Hammerfall - Interview - 2007
- James Gill
- Mar 11, 2024
- 7 min read
Updated: Mar 13, 2024

Between The Hammer And The Anvil
Enough about the cold already. It’s currently eight below zero at the Bohus Fortress, a seven hundred year old castle 20 km north of Gothenburg on Sweden’s west coast; the setting for today’s photo shoot. The snow is over a foot deep at its shallowest, and there is only a little consolatory heat in the low-lying sun as it cuts through the cloudless sky. This week Hammerfall’s native land reported its coldest temperatures since records began: a staggering minus 56 degrees Celsius. The nearby river is frozen solid and car tyre marks run its length.
The five members of Hammerfall have driven for up to three hours to this castle to stand for photos in the snow. The band admit as they change into their signature stage costumes that the outfits weren’t designed for the cold. Nor were they designed to be changed into with ease, and the band struggle with zips, buckles and laces with fingers fast going numb.

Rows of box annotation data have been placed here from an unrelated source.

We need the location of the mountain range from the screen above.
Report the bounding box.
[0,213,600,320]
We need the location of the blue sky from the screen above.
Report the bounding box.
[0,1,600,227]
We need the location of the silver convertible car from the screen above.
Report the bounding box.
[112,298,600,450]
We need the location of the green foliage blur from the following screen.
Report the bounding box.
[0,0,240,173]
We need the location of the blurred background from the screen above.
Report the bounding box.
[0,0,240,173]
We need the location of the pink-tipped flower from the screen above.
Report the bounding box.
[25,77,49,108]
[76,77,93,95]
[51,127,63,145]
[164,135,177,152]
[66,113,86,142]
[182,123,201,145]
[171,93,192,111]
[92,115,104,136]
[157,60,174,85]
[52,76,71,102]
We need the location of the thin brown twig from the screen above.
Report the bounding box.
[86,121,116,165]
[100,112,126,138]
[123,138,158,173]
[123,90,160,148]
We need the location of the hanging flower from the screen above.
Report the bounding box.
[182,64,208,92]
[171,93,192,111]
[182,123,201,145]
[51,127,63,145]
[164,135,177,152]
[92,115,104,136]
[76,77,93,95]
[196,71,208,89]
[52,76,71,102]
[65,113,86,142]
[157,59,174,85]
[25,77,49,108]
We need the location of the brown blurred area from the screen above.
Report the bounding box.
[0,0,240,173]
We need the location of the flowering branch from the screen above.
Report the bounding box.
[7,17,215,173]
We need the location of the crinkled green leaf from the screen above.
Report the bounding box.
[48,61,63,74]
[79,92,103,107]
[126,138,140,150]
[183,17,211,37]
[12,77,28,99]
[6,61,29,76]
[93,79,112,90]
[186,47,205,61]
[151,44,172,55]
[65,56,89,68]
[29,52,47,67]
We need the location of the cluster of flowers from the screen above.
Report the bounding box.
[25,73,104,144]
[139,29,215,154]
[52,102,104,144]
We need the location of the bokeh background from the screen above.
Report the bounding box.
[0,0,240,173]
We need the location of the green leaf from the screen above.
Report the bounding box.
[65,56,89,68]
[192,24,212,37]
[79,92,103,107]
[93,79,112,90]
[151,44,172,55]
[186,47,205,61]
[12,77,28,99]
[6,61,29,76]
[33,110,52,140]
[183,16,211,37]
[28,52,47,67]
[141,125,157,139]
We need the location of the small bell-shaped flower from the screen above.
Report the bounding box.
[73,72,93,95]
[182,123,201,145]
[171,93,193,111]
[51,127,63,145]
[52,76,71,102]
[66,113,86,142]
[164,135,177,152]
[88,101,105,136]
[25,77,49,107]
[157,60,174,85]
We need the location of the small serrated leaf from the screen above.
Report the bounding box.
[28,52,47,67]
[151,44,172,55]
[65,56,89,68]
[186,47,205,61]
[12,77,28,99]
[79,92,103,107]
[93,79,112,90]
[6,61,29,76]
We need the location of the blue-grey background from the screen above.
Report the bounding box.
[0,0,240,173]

Through all of this founder Oscar Dronjak (guitar) and his fellow bandmates Joacim Cans (vocals), Stefan Elmgren (guitar), Magnus Rosén (bass) and Anders Johansson (drums) remain surprisingly chipper.
“I don’t know who’s worried about global warming?” asks the short and sturdy guitarist, Elmgren with a grin. “It’s just local warming for people who live in the desert. For us this is the coldest weather we’ve had for fifteen years.”
The band continue to dress themselves like knights before the Summer Solstace after-show party.
“If I wasn’t in Hammerfall,” ponders Elmgren as he offers his naked tail end to our photographer’s lense as he changes into his leather jeans, “I’d be a fluffer.”
Kids wrapped up in layers of North Face and Berghaus chatter excitedly as they spot the potty-mouthed local heroes disrobing in the car park.
“I’d be a fluffer in animal porn,” says Johansson over his shoulder as he urinates against someone’s car. “I’d take care of the animals.”
“I think,” smiles Cans , “I would actually fluff the fluffer.”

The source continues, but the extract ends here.